If it sounds as though I still care, disabuse yourself of the idea. I've done too many college lectures. I've seen too many classrooms filled with the no-neck children of parents whose motivation in life was, “My kid's gonna have the education I dint have.” I've seen too many of those kids nodding off between Chaucer and Suckling, and I have grown disenchanted. You've let it ride too long, troops. You've frittered and fiddled and enshrined the hypocrites and slaughtered the dreamers, and now you can only get five gallons in your gas tank.
And if I've learned a lesson from that terrible time of fire and blood, it is that most reformers in the pure sense are clowns, shouting into the wind, blaming their own guilts and making no ripple whatever.
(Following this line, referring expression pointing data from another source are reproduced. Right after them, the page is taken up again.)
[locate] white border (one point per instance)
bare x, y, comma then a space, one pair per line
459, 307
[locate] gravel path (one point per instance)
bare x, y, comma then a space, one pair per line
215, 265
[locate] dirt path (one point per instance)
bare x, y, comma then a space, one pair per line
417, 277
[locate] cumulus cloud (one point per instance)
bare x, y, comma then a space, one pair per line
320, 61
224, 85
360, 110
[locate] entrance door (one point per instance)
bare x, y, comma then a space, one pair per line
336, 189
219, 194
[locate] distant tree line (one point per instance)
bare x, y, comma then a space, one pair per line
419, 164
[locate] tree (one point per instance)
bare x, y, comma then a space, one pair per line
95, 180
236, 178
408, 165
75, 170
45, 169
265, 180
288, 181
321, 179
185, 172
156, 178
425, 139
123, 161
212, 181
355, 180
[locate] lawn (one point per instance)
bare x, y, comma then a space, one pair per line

For every Gandhi or Nader or Bertrand Russell or Thoreau, there are a hundred thousand Nixons to stifle freedom of expression, joy of living and preservation of the past. (My self-disillusionment in this area shows itself in the story “Silent in Gehenna,” included in this collection.)
As for the future, well, I'm brought in mind of a quote by Albert Camus:
“Real generosity toward the future lies in giving all to the present.”
And the present is being ripped-off and screwed-over by the omnipresent philosophy of I'm all right, Jack, which is a working-class Englishman's term for screw you, baby, I've got mine. It's your future, and you don't seem to give a royal damn what happens to it.
So the Ellison who writes this is a little more calloused and tougher than the one who went to Selma with King in March of 1965, less hopeful and prone to sweeping gardyloos. The Ellison sitting here now is an older version of the kid from Painesville who stopped trying to buck the tide of bigotry and stupidity and merely cut out to find the rest of the world.
Had I done this book in 1970, as originally planned, you'd find in this space a clarion call to revolution, a resounding challenge to the future. But it's four years later, Nixon time, and I've seen you sitting on your asses mumbling about impeachment. I've gone through ten years waiting for you to recognize how evil the war in the Nam was. I've watched you loaf and lumber through college and business and middle-class complacency, pursuing the twin goals of “happiness” and “security.”